The news that the now privatised Royal Mail Group has sold the Mount Pleasant site to developer Taylor Wimpey for £193 million, a mere 565% of the ‘book value’ of the land, is the latest chapter in a genuine scandal. And it’s a story that typifies why so many people feel let down by Tory-facilitated crony capitalism.
The Mount Pleasant site straddles the border between Islington and Camden boroughs. It’s a prime site for a potential development at a time when London needs to massively increase the number of homes it builds each year, particularly homes that are genuinely affordable to people on low and modest incomes. It’s important to say that Islington Council and I strongly support the principle of building new homes on the site, but that these have to contribute to helping the thousands of local residents whose lives are being ruined by being forced to live in appalling over crowding, or those struggling to get onto the housing ladder.
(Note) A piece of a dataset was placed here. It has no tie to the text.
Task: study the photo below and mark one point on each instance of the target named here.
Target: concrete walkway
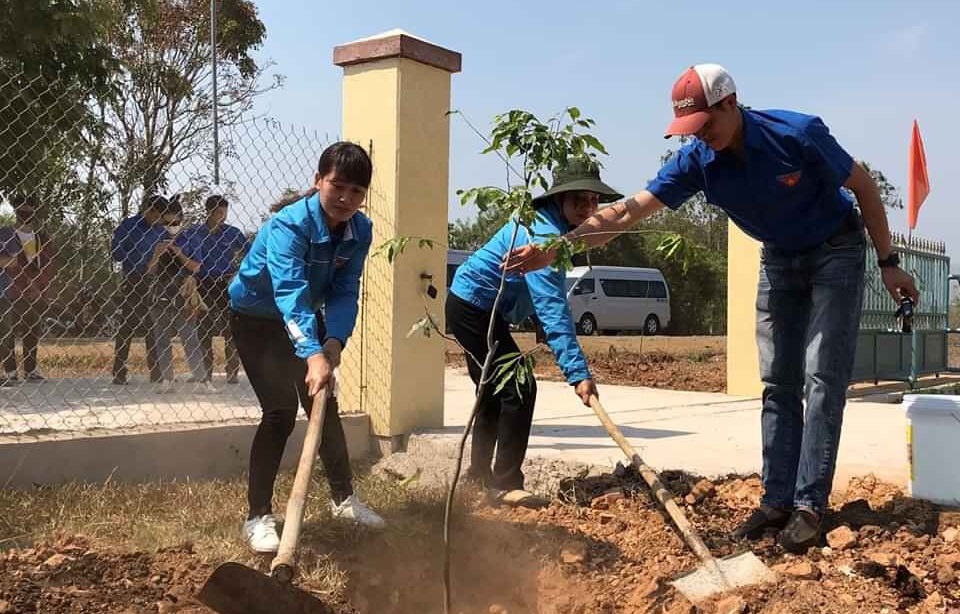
(706, 433)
This piece by the excellent Dave Hill gives a pretty fair summary of the history of this site.
From the start Royal Mail Group had no interest in talking to Islington Council about the site. Islington has among the toughest set of planning policies in the country and our independent analysis showed that a commercially viable development could be built with almost 50% of the new homes created being genuinely affordable. Royal Mail Group made no effort to comply with this ethical approach to development and instead put all of their energies into lobbying then Mayor Boris Johnson to use his powers to ‘call-in’ the planning decision.
It’s important to understand just how important planning permission is in deciding how much any given piece of land is worth. The value of a site like this land is set by how much money a developer can make from it. The granting of a planning permission for a very lucrative development will massively increase the value of the land, while a tough set of planning conditions on any site will reduce its value. Developers regard a site with a planning permission already in place as a less risky purchase and so the value rises accordingly – hence Royal Mail’s determination to get planning permission before selling.
The planning permission that Mayor Johnson gave was unprecedentedly weak, in the Islington’s recent history, at getting genuinely affordable housing. It ran contrary to both Islington and Camden Council’s planning policy, but also contrary to his own GLA planning policy, which argued for a higher number of affordable homes on a prime site like this. It therefore massively increased the value of the site to the owners.
It’s not like the potential windfall profits Mayor Johnson’s generosity generated for Royal Mail Group are a surprise. Labour Shadow ministers warned in 2013 that the property assets of Royal Mail were vastly undervalued. This sale shows they were absolutely right. The Minister responsible was Lib Dem, Sir Vince Cable.
So some investors have made a ton of money and the politicians involved haven’t done too badly either: Johnson is now, almost unbelievably, our Foreign Secretary and Sir Vince Cable has just been elected party leader. What’s the problem?
Where there are winners in life there are inevitably losers too. That that’s why this scandal really matters. It matters because ordinary people have been ripped off twice by this move:
- Islington has a housing crisis with thousands of families desperately in need of new genuinely affordable homes. The estates around the Mount Pleasant site have scores of desperately over-crowded families whose lives would have been transformed by a decent affordable home in the new development. The real losers from this sorry episode are ordinary working families whose search for decent living conditions will go on because Boris Johnson oversaw this outrage. Local MP Emily Thornberry and local Labour councillors campaigned tirelessly to make this point but were ignored by Boris Johnson.
- In a broader sense, we’re all losers. The Royal Mail Group was massively undervalued when it was sold off. As Labour made clear in 2013 the property assets of the group were not properly accounted for and so the new owners of Royal Mail Group have been able to make these astonishing windfall profits. Even if you agree with the privatisation of RM (and I don’t), no one can argue that taxpayers should have been treated in this way. No wonder that major corporate investors flocked to the sale and the Ordinary Joe lost out. The upshot of this massive undervaluing is that we, the British public, got a terrible deal and the Government considered they had licence to push through hundreds of millions of spending cuts to public services that could have been avoided with more money from the sale.
If you ever want to understand who the public are so angry with a country that seems rigged against them and are turning to the Labour Party for real change it’s sorry stories like this, where the majority have been ripped off to generate massive profits for the few.
In the short term the Government should immediately intervene to:
- Insist more genuinely affordable housing is built on the site.
- Introduce a windfall tax on the now private Royal Mail Group to recoup the losses suffered by us taxpayers.
The whole sorry episode goes to show the difference the right Mayor of London makes. The difference now Said Khan is in power at City Hall is marked, with the new Mayor wanting to work Islington to get the maximum amount of affordable housing on the Holloway Prison site. The votes cast in the Mayoral election really have made a difference.